Several technical innovations or pieces must work concurrently for chain abstraction to work. Based on their role in achieving abstraction, these can be categorized as essential and supporting innovations.


Essential Elements


  1. Cross-Chain Communication Protocols: These protocols play a vital role in the blockchain ecosystem, enabling different blockchains to exchange data (messages) securely. These protocols, such as Inter-Blockchain Communication (IBC) developed by Cosmos, Wormhole, CCIP, and LayerZero, ensure reliable and secure data exchange.
  2. Cross-Chain Bridges: These are instrumental in the blockchain landscape, providing efficient and convenient asset transfers between blockchains. These applications, built on cross-chain communication protocols, are the primary method of buying and selling tokens or assets between blockchains today. Prominent examples include Portal, Hyperliquid bridge, and Axelar.
  3. Universal Wallets: These wallets provide a unified user interface for managing assets across multiple blockchains. Examples include Particle Network's universal account-based smart wallet-as-a-service. Okto, Orb Labs, and Anoma provide tools for dApp developers to integrate universal wallets into their applications.

 



  1. Intent-Based Transaction Systems: These systems orchestrate multi-chain transactions where users specify desired outcomes or intents (for example, "swap Token A for Token B at the best price"). These systems usually work by breaking down the intent into multiple transactions and coordinating their execution quickly and cheaply for the end user. Across, Okto's DTN, and Anoma are some examples.

 


  1. Solver Networks: A solver network is a decentralized system that competes to execute user transactions by finding the best way to fulfil them across different chains. Most intent-based transaction systems include their solver networks (like Relayer in Across), but projects like Khalani and Aori have also created decentralized networks to coordinate solvers' work across transaction systems.

 

  1. Clearing Network: A key problem that solvers face is liquidity management. Solvers have to be able to manage liquidity across different blockchains via bridges in order to fulfill intents. Clearing networks like Everclear solve this liquidity management problem by coordinating the movement of liquidity between different chains.

 


Supporting Elements


  1. Gas Fee Management Systems: Provide user-friendly mechanisms for gas fees, such as paying in a single token or currency across different chains. Examples include Particle Network's Universal Gas and Okto’s Unified Liquidity Layer(ULL).

 


  1. Secure Cross-Chain Transaction Signing: Technologies like Multi-Party Computation (MPC) or threshold signatures ensure transactions are signed securely across different blockchains. These are often integrated with universal wallets, for example, NEAR's Chain Signatures and Particle Auth TSS (Threshold Secret Sharing) and solver networks that provide private computation (with TEEs) by efficiently verifying cross-chain transactions (hybrid verification).

 


Putting it all together


The above elements are not a comprehensive list of what goes into making chain abstraction a reality but only provide a high-level picture of the complexity involved in chain abstraction.

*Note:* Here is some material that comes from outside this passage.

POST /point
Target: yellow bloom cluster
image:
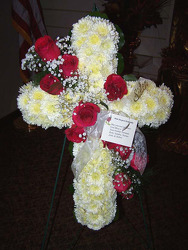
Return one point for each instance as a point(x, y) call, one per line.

To organize these innovations, consider the following table mapping each component to its role in the chain abstraction stack:

 


The question remains as to how these come together. The picture below presents a high-level representation of the answer to the question.

 


It starts with user transactions in the form of intents received from individual wallets or dApps flowing into intent-based systems that break these into individual transactions with the help of a solver network. These individual transactions are then executed across different blockchains, often utilizing clearing networks that in turn use cross-chain bridges, leading to the final execution of the user's intent across the chains.


Chain abstraction promises to truly transform user experience, a big part of which is abstracting away the complexities and technical details that users are required to know. The innovations happening within CA are like pieces in a puzzle focused on this one goal, as is apparent from how they all come together to help achieve Web2-like user experiences.